The Chainstore Paradox is a game theory paradox which it seems to me has an obvious real-world answer that is disallowed by the rules. From Wikipedia:
A monopolist (Player A) has branches in 20 towns. He faces 20 potential competitors, one in each town, who will be able to choose IN or OUT. They do so in sequential order and one at a time. If a potential competitor chooses OUT, he receives a payoff of 1, while A receives a payoff of 5. If he chooses IN, he will receive a payoff of either 2 or 0, depending on the response of Player A to his action. Player A, in response to a choice of IN, must choose one of two pricing strategies, COOPERATIVE or AGGRESSIVE. If he chooses COOPERATIVE, both player A and the competitor receive a payoff of 2, and if A chooses AGGRESSIVE, each player receives a payoff of 0.
These outcomes lead to two theories for the game, the induction (game theoretically correct version) and the deterrence theory (weakly dominated theory)
The obvious real world solution it seems to me would be for the chain store to pay off the local stores. The chain store would earn 5 in each area and pay out 2, earning a total of 60 which is higher than the other answers which earn about 40.
The reason this matters is because the Chainstore Paradox is raised as an objection to the Coase Theorem. As far as I can tell, the payoff solution, which seems consistent with a Coasian approach, only fails because it is specifically disallowed by the strange rules of the game.

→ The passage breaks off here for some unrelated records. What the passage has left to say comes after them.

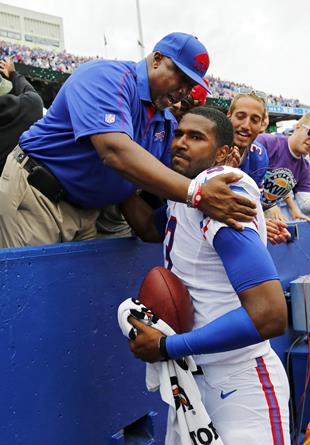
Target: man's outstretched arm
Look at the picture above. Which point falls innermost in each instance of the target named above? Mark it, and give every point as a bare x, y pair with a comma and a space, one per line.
133, 162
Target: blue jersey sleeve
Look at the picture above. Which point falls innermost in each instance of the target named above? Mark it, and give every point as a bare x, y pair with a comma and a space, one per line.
99, 97
246, 260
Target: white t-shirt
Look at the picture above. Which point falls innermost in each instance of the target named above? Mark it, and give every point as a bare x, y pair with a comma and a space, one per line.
189, 253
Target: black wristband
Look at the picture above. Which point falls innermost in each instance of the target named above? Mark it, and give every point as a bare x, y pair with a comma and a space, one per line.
162, 348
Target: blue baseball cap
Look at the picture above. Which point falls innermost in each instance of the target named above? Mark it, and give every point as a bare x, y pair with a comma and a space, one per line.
187, 53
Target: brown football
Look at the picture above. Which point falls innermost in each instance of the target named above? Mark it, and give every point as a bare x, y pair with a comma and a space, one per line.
165, 294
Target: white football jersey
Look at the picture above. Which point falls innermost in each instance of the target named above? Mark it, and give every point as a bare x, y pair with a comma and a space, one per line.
189, 253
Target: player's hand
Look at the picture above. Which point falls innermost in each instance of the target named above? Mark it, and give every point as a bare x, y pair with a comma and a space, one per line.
7, 67
233, 158
221, 203
275, 213
295, 214
146, 344
277, 231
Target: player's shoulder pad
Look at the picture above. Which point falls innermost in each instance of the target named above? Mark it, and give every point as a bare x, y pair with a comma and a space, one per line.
245, 185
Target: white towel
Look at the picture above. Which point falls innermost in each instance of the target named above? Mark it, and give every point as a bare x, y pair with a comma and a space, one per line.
188, 421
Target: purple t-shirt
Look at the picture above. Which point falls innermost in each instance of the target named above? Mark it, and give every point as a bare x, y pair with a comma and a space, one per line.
280, 156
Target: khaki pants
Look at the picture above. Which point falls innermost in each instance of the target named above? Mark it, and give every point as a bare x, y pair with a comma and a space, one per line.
28, 218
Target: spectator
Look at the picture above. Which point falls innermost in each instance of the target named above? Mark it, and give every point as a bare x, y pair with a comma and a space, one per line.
107, 123
290, 153
20, 106
247, 113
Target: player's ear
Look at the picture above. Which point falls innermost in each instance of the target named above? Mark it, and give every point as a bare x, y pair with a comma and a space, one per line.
222, 154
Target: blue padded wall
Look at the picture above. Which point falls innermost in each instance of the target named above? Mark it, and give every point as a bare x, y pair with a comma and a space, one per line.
66, 374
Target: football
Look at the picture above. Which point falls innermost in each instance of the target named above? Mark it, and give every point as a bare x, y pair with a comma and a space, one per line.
168, 298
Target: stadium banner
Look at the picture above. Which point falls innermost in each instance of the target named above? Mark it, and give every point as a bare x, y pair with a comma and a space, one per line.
287, 110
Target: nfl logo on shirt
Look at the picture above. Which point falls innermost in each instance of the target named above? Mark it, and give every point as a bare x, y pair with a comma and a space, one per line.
109, 118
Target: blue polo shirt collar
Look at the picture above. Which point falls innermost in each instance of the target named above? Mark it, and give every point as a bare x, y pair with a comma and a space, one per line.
144, 91
143, 81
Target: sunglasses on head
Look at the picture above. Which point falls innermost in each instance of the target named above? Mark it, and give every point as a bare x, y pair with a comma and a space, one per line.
261, 94
307, 127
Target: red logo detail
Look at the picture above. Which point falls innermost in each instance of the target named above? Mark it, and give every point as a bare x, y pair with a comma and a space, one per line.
202, 62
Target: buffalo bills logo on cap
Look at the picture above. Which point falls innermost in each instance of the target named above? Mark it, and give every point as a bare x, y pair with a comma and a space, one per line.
187, 53
202, 62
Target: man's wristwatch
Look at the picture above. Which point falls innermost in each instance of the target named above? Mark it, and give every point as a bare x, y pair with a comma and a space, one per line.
162, 347
194, 194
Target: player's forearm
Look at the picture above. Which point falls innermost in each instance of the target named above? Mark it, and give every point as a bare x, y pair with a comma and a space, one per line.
303, 201
232, 330
133, 162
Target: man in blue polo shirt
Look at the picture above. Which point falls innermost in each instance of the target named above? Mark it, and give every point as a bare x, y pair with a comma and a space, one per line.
107, 132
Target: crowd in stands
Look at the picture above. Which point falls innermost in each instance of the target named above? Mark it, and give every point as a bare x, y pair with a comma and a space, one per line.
225, 89
64, 62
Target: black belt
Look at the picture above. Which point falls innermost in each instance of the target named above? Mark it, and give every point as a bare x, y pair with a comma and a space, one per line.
40, 177
199, 371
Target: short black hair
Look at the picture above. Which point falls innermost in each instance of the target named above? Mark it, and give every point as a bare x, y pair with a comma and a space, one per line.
224, 131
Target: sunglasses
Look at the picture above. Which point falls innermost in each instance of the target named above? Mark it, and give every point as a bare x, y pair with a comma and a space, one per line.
261, 94
307, 127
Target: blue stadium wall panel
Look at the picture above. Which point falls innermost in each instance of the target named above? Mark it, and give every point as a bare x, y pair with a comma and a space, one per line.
66, 374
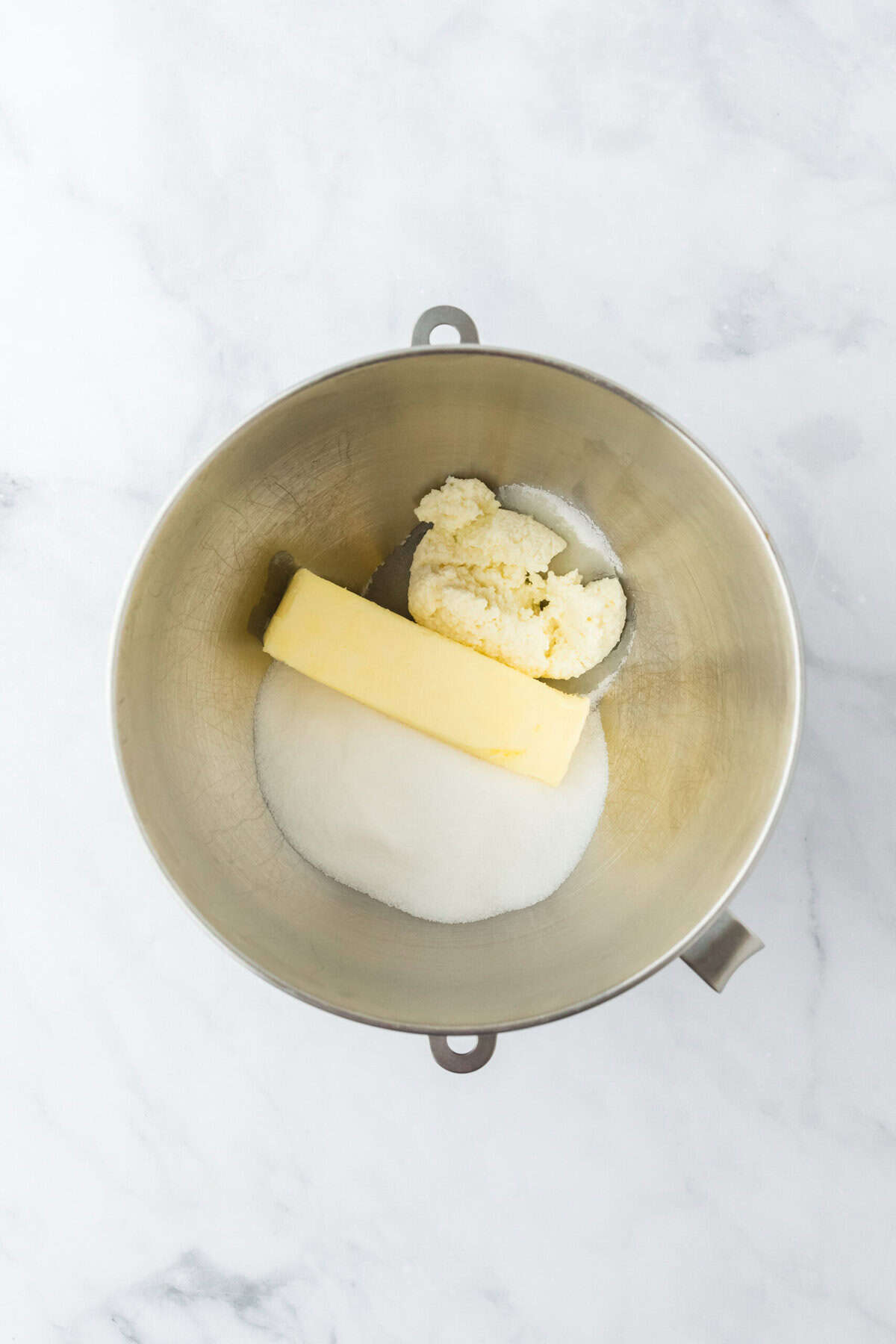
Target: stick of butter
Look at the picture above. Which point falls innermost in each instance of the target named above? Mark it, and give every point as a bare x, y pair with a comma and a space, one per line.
426, 680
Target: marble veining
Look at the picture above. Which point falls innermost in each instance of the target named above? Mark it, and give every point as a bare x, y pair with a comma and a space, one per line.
206, 203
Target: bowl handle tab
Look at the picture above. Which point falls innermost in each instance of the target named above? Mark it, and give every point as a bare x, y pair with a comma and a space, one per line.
721, 949
445, 316
462, 1063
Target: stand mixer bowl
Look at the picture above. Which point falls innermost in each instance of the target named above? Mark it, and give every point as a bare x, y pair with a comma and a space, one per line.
702, 722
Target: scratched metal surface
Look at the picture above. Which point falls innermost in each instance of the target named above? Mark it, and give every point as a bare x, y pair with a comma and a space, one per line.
700, 724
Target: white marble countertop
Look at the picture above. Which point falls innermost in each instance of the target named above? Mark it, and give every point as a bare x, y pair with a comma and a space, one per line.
208, 202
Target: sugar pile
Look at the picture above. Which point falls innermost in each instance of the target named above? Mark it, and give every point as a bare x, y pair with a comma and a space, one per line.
410, 820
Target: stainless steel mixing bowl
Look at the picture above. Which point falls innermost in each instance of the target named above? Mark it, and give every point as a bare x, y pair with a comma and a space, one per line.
702, 724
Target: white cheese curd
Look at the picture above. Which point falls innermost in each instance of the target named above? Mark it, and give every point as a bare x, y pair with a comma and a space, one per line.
481, 577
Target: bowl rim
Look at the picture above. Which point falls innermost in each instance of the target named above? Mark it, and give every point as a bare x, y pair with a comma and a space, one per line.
472, 351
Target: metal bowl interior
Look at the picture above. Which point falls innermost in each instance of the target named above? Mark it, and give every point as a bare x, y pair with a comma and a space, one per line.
702, 724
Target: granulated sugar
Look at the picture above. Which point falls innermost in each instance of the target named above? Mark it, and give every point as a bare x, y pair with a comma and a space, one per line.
411, 821
588, 549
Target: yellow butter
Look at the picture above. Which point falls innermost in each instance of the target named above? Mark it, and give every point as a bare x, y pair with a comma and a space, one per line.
426, 680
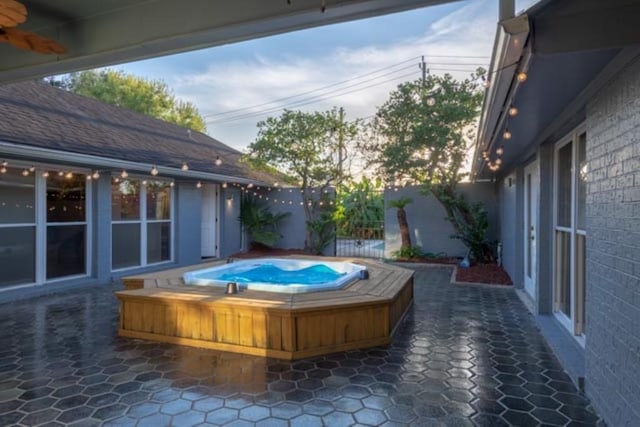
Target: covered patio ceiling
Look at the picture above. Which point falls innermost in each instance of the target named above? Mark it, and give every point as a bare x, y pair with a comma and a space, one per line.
100, 33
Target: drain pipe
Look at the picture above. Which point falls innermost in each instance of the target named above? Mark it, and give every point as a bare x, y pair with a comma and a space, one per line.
507, 9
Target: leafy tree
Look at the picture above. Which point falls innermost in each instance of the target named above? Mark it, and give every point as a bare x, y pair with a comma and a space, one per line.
360, 207
403, 224
309, 148
259, 222
150, 97
424, 128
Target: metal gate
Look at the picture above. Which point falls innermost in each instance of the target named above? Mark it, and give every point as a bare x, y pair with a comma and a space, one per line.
365, 241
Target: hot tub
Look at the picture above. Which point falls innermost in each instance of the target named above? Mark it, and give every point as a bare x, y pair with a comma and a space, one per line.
289, 276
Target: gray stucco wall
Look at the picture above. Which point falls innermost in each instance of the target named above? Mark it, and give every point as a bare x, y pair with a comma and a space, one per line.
613, 250
426, 216
509, 230
231, 239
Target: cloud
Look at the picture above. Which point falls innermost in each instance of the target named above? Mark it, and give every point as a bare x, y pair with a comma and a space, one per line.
464, 35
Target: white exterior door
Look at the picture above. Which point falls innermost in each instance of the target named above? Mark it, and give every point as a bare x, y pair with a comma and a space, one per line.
209, 234
531, 191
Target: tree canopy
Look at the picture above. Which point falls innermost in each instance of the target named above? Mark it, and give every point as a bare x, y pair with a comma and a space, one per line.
150, 97
423, 132
424, 128
309, 147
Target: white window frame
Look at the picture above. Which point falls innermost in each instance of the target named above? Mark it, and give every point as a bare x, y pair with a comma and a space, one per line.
569, 322
142, 222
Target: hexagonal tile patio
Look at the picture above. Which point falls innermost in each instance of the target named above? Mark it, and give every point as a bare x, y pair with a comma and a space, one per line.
464, 355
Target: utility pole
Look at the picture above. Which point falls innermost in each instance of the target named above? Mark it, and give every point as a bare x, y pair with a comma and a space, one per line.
425, 70
340, 144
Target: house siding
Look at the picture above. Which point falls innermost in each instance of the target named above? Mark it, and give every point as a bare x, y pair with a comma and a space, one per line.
613, 250
509, 230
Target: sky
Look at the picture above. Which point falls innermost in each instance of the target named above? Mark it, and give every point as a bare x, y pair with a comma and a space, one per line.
354, 65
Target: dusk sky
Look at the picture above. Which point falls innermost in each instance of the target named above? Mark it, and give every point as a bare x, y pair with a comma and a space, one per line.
352, 65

Update/Note 3/14/16: The game-theoretic result of the Chain-Store Game is that the chain-store accommodates the small firm. It is the weakly-dominated deterrence theory which can function as an objection to the Coase Theorem. However, not only is the deterrence theory rejected by standard game theory, it further fails on it’s own logic by the ignorance of the payoff solution given above.
It’s also cool to note that the failure of deterrence theory has widespread implications for military policy and other situations.